We pile our dirty selves and our dirty gear into Mommy Buddha’s old, broken down Volvo on which we had painted My Car-ma and glued plastic dinosaurs in preparation for our journey. Car drag. I’m dressed in an ugly brown and orange dashiki that I found in a pile of give-aways at one of the kitchens, Mommy Buddha’s wearing one of his customary housedresses. So, of course, we get a flat tire. In Alabama. And equally of course, Mommy Buddha doesn’t have a jack, though at least he has a spare.
“I’m pretty certain that this is where we get murdered,” I say, as we sit by the side of the road. We get flipped off and honked at, but for a very long time nobody is inclined to stop and help.
“Shut up,” says Mommy Buddha. “Just shut the fuck up, okay?”

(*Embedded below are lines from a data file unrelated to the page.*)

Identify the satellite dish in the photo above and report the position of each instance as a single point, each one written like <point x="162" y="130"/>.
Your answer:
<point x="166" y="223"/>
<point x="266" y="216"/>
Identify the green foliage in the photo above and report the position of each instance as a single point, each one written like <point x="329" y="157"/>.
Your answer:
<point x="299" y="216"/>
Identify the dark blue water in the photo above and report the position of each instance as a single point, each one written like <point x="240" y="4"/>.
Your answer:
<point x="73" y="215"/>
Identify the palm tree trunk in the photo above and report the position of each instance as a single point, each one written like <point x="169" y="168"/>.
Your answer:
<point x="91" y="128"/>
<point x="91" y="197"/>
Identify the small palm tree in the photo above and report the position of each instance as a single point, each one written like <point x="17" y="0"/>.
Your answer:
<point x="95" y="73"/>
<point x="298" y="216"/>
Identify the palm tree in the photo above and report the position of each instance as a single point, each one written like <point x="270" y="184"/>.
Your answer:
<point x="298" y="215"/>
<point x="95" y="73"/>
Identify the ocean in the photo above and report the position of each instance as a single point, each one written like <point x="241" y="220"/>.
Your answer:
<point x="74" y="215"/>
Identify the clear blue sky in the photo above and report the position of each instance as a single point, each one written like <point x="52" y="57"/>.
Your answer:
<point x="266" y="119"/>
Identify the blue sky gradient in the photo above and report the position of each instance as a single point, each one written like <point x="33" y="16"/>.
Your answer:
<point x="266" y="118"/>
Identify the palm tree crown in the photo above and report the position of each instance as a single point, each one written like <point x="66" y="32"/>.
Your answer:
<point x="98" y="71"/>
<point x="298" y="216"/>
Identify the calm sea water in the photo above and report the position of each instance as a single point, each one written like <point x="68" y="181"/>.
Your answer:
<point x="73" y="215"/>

So I do. We’re both scared. The only thing worse than having nobody stop to help would be to have a state trooper stop to help and—because I’m wearing a dashiki and he’s wearing a housedress and there are plastic dinosaurs glued to the car which most certainly all add up to probable cause—take a little look-see at what all we have in the car. Which, along with all our smelly gear and a week’s worth of fast food wrappers, is a sheet of blotter acid and some mighty fine marijuana. The blotter acid is half the reason I went to the gathering, and all the reason Mommy Buddha agreed to come along. Well, that and the ponytailed queer boy sex I’d promised him that had turned out to be a lot harder to find than the drugs. We would throw it away, but there isn’t any place to throw it. No woods. Not even any kudzu. Just a flat expanse of concrete and dry packed clay.
And after about an hour I start praying for the murderer to show up before the southern policeman because I’m pretty sure I’d rather be dead than a Jewish hippie chick locked up in a rural Alabama jail.
Also, I start to wonder how long it takes to die of thirst.
And at pretty much that same moment it occurs to me that maybe I should have looked for Terry-who-was-my-boyfriend-before-that-awful-business-with-the-cops-and-the-weed before we left, and at least said goodbye.
Finally, after we’ve been sitting in the road dust for a good two and a half hours, a trucker pulls over and changes the tire for us. Actually, he makes a u-turn and comes back to change our tire, because he’d been driving the other way. He makes it known up front that he didn’t want to stop, doesn’t really like our kind and thinks we’re pretty much fucking idiots, but he also either never figures out that we aren’t both girls or he does figure it out and has no idea what to make of Mommy Buddha so just pretends to still think we’re both girls, and he says he just couldn’t feel right about leaving two young girls stranded by the side of the road. He tells us a little bit about what Jesus means to him, but in a way that’s lovely and explains why he stopped, not in a way that makes it seem like he might fix the tire and then murder us for being abominations of nature or something. So, we’re grateful.
As he pulls away, he says “Jesus loves you, you know.” He brakes to give us one last looksee. “Even people like you,” he adds.
And after he’s gone, I call out in that sing-songy Rainbow way, “We love you!” Mommy Buddha rolls his eyes and pulls out into traffic.